Wissmann: Datenschutz hat höchste Priorität für die Automobilindustrie

Berlin, 28. September 2016

100. Sitzung des Arbeitskreises Datenschutz im VDA – Kernthema seit 40 Jahren – „Datenschutz ist Kundenschutz“

Große Chancen für noch mehr Sicherheit und Effizienz bietet das vernetzte und automatisierte Fahren. IT- und Fahrzeugtechnik wachsen zusammen. Dabei werden die Daten- und Informationsströme immer umfangreicher. In dieser Digitalisierung kommt dem Datenschutz eine herausragende Rolle zu. „Datenschutz ist Kundenschutz. Für die Automobilindustrie ist die vertrauensvolle Beziehung zum Kunden ein hohes Gut. Deshalb hat Datenschutz für unsere Industrie höchste Priorität“, betonte Matthias Wissmann, Präsident des Verbandes der Automobilindustrie (VDA), anlässlich der 100. Sitzung des „Arbeitskreises Datenschutz“ im VDA.

Schon seit rund 40 Jahren hat die deutsche Automobilindustrie den Datenschutz bei technischen Entwicklungen fest im Blick. Seit Ende der 1970er Jahre werden alle technischen Entwicklungen datenschutzrechtlich von der Automobilindustrie im eigens eingerichteten AK Datenschutz des VDA begleitet und gestaltet. Dieses Gremium tagte jetzt zum 100. Mal. Wissmann: „Das zeigt: Datenschutz ist im VDA seit vielen Jahren Kernaufgabe. Das ist nichts Statisches, sondern ein dynamischer Prozess mit immer neuen Herausforderungen.
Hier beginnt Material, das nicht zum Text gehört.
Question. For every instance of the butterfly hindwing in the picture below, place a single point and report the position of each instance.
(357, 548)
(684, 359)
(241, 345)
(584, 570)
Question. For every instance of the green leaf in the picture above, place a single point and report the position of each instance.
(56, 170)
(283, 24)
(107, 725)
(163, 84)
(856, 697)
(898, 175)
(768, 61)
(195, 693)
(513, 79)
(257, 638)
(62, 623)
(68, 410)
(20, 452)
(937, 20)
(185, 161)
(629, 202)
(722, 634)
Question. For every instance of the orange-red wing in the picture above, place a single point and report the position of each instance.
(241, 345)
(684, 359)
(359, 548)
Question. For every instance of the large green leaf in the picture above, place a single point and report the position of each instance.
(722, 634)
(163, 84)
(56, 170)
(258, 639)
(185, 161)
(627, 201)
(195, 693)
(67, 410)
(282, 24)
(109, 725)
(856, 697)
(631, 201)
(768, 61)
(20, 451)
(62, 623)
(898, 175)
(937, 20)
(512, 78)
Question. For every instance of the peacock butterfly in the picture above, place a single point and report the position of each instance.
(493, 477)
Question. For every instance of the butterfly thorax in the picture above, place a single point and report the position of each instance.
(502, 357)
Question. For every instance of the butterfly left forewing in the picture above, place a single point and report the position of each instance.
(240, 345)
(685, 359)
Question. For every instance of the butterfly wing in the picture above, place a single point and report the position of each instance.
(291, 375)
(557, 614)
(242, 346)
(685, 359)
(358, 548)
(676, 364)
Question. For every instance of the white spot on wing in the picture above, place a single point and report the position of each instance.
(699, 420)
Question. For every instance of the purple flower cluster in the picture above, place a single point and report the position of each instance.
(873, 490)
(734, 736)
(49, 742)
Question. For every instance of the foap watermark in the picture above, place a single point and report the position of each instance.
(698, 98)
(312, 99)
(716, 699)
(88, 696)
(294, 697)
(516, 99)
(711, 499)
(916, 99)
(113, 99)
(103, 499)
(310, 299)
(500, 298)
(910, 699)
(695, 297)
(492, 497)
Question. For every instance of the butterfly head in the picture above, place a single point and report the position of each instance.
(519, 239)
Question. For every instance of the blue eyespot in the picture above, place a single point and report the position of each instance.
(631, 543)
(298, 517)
Standen früher der Schutz der Daten von Arbeitnehmern und Kunden im Vordergrund, so tritt im digitalen Zeitalter hinzu, auch Daten von Produkten und Dienstleistungen zu sichern.“

Bei der Entwicklung vernetzter Fahrzeuge und neuer Fahrzeugfunktionen hat sich die Automobilindustrie den datenschutzrechtlichen Herausforderungen frühzeitig gestellt. Die im VDA erarbeiteten Datenschutzprinzipien zum vernetzten Fahren setzen – ergänzend zu den bestehenden gesetzlichen Regelungen in Deutschland – einen eigenen geeigneten Rahmen. In den Datenschutzprinzipien sind als Maßstab für den Schutz von Daten drei zentrale Grundsätze festgehalten: „Transparenz“, „Selbstbestimmung“ und „Datensicherheit“. Diese werden von der Automobilindustrie nach dem Grundsatz von „Privacy by Design“ bereits frühzeitig in die Gesamtkonzeption neuer Technologien einbezogen. Zudem werden darin anhand einer Datenlandkarte die Datenkategorien beim vernetzten Fahrzeug erläutert.

Wissmann betonte: „Bei Zukunftsthemen wie dem automatisierten und vernetzten Fahren lassen sich datenschutzrechtliche Fragestellungen nur im offenen Dialog mit den Stakeholdern beantworten. Der VDA steht deshalb schon seit dem Jahr 2009 im engen Austausch mit den unabhängigen Datenschutzbehörden des Bundes und der Länder.“ Die im Januar 2016 veröffentlichte Gemeinsame Erklärung der Konferenz der unabhängigen Datenschutzbehörden des Bundes und der Länder sowie des VDA zu „Datenschutzrechtlichen Aspekten bei der Nutzung vernetzter und nicht vernetzter Fahrzeuge“ habe Rechtsklarheit für alle Beteiligten gebracht. „Der konstruktive Dialog zwischen VDA und Aufsichtsbehörden wird fortgeführt, um Fragen des Datenschutzes für künftige Entwicklungen zu klären. Die hohen Ansprüche der Kunden unserer Mitgliedsunternehmen an die Qualität der Produkte und Dienstleistungen sind für die deutsche Automobilindustrie Maßstab für den Umgang mit Daten“, sagte Wissmann.